Mar
Literatura y vida
5 comentarios
Me suele suceder. Hechas las cosas, escritas las palabras, medidos como minutos los versos, llega el momento de las revisiones, de corregir y de pulir hasta la extenuación. Encontrar una palabra puede quitarme el sueño. Salvar ese tropiezo que interrumpe el curso hermoso de unos versos milagrosamente encadenados puede tenerme dando vueltas varias horas.
También es el momento de elegir. Si retiro esta palabra, evito la asonancia, el subrayado, el adorno innecesario, pero pierdo precisión, porque esta es la palabra más precisa, la primera que vino, la del instinto y la frescura. ¿Sentido o sensación? ¿Emoción o rigor? Déjalo estar, ya llegará.

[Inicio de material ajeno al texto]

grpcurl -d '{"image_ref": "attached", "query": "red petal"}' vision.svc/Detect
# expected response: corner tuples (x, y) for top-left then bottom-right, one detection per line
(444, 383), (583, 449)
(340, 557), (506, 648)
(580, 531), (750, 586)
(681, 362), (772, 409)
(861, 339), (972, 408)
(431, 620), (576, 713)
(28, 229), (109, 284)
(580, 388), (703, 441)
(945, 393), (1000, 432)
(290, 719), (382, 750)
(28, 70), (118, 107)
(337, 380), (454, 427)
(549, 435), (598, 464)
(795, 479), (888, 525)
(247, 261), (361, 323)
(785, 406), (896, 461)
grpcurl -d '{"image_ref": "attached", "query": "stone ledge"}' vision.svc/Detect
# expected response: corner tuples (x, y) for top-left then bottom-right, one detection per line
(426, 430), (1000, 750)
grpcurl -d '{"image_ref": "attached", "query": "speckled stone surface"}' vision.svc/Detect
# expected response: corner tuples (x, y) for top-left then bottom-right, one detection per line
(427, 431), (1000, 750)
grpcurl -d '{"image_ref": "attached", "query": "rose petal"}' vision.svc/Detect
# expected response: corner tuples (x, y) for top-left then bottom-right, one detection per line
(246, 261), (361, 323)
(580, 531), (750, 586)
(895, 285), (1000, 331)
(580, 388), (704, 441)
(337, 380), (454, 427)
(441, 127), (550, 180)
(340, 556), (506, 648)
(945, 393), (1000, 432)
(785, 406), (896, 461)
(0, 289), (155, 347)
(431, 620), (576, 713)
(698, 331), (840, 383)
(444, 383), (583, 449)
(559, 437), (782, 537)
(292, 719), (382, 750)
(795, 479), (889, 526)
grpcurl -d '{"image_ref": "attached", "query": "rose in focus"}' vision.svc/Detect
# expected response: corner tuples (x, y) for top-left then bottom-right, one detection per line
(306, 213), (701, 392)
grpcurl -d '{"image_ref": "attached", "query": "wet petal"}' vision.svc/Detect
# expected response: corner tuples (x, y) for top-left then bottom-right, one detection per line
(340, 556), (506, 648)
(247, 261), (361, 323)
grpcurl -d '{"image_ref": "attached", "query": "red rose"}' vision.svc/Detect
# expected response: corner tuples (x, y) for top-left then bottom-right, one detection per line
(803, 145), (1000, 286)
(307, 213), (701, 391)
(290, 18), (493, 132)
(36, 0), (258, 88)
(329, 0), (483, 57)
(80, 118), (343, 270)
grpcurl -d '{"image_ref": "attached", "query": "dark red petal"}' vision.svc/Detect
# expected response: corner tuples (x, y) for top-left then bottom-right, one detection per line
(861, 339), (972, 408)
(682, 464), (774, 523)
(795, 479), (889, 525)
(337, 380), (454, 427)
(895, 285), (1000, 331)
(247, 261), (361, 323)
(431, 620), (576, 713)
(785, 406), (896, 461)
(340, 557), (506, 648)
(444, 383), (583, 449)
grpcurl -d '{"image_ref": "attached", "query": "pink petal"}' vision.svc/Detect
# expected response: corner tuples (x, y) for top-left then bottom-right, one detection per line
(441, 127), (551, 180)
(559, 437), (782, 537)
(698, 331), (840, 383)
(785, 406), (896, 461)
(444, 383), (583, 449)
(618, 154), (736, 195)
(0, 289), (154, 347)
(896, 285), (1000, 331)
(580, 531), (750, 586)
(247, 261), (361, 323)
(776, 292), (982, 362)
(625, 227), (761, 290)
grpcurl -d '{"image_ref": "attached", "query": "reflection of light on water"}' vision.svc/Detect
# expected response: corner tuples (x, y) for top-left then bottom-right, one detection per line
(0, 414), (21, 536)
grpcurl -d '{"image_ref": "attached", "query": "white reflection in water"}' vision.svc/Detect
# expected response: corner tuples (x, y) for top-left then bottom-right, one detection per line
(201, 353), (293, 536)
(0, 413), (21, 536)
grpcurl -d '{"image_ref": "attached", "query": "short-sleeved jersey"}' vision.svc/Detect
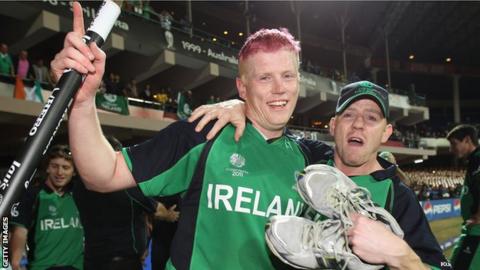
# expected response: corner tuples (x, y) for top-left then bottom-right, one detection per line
(11, 185), (83, 270)
(123, 121), (330, 270)
(460, 147), (480, 236)
(316, 157), (448, 269)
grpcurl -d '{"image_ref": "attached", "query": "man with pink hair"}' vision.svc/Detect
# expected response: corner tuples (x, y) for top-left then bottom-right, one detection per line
(52, 2), (328, 270)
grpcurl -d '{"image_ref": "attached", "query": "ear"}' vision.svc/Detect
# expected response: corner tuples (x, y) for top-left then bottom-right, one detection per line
(329, 116), (335, 137)
(462, 136), (473, 144)
(382, 124), (393, 143)
(235, 77), (247, 100)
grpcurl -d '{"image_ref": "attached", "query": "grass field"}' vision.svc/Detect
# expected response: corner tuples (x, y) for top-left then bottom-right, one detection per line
(430, 217), (462, 258)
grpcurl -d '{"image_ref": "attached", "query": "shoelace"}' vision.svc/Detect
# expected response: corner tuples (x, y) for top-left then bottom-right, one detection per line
(302, 219), (351, 270)
(327, 185), (377, 228)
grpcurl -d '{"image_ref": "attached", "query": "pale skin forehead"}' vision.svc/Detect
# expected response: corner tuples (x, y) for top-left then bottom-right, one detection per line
(238, 47), (299, 79)
(340, 98), (383, 117)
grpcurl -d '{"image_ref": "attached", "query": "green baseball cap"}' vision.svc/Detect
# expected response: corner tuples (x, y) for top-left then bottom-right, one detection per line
(335, 81), (389, 118)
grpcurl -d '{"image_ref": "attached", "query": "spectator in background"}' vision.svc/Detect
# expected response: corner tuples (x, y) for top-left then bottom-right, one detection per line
(10, 145), (83, 270)
(123, 79), (139, 98)
(74, 136), (157, 270)
(379, 151), (412, 186)
(32, 58), (52, 84)
(159, 10), (173, 49)
(0, 43), (15, 77)
(140, 84), (153, 101)
(447, 125), (480, 270)
(17, 50), (31, 79)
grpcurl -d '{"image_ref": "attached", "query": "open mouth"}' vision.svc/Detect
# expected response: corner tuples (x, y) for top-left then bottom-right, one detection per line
(267, 100), (288, 108)
(347, 137), (364, 146)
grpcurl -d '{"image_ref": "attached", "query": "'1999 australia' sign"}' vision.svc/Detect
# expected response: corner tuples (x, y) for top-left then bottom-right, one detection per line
(182, 40), (238, 65)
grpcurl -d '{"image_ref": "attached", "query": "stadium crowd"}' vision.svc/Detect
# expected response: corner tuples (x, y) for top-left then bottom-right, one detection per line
(405, 168), (465, 201)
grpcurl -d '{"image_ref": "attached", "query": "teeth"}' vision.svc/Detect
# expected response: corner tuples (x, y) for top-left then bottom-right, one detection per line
(268, 101), (287, 107)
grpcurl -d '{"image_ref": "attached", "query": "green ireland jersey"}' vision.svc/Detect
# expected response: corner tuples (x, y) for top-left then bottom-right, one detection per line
(123, 121), (330, 270)
(12, 185), (83, 270)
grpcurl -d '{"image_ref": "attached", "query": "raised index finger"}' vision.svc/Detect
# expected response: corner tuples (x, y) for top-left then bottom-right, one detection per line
(73, 1), (85, 36)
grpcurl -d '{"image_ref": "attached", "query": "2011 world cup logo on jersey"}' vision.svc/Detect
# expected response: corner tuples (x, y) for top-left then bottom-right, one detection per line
(225, 153), (248, 177)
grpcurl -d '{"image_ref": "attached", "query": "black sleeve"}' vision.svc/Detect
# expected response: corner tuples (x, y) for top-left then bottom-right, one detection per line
(125, 186), (157, 214)
(10, 186), (40, 229)
(392, 181), (447, 269)
(126, 121), (214, 182)
(299, 139), (333, 164)
(468, 154), (480, 214)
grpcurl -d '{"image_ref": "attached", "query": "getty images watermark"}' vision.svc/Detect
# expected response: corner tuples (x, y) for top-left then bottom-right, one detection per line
(2, 217), (9, 268)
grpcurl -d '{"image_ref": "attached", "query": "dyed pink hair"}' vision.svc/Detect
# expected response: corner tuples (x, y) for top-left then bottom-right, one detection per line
(238, 28), (301, 61)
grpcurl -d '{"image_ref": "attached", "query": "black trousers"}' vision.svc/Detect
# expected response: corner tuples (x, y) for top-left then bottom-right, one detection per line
(84, 256), (143, 270)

Es una lucha, casi una guerra; más que un forcejeo. No disfruto. Tengo que escudriñar en la memoria, templar mi corazón, tener paciencia, volver una y mil veces sobre el párrafo difícil, escuchar las recomendaciones y, a la vez, ser dócil al misterio y no dejar que nada enturbie el no sé qué que oíste un día. Discernir qué es terquedad y qué intuición.
Es el momento de vencer la vanidad, cubrir cimientos y pilares para que el conjunto parezca natural, sobrio, fácil. Es el momento de olvidarse de lo que querías decir para escuchar como si no te conocieras, como si fueras otro, otras vidas diferentes y lejanas. Sabes -lo has experimentado en otras ocasiones- que nada va a hacerte tan feliz como el desposeerte, el no pertenecer a tu propio mundo y, sin embargo, sientes el mismo temblor, el mismo miedo de otras veces: un desvalimiento de niño. Cada renglón, cada silencio, cada imagen será otra cosa en otros ojos.
No, no estoy hablando de mi inminente nuevo libro. Quizás estoy hablando de mi vida.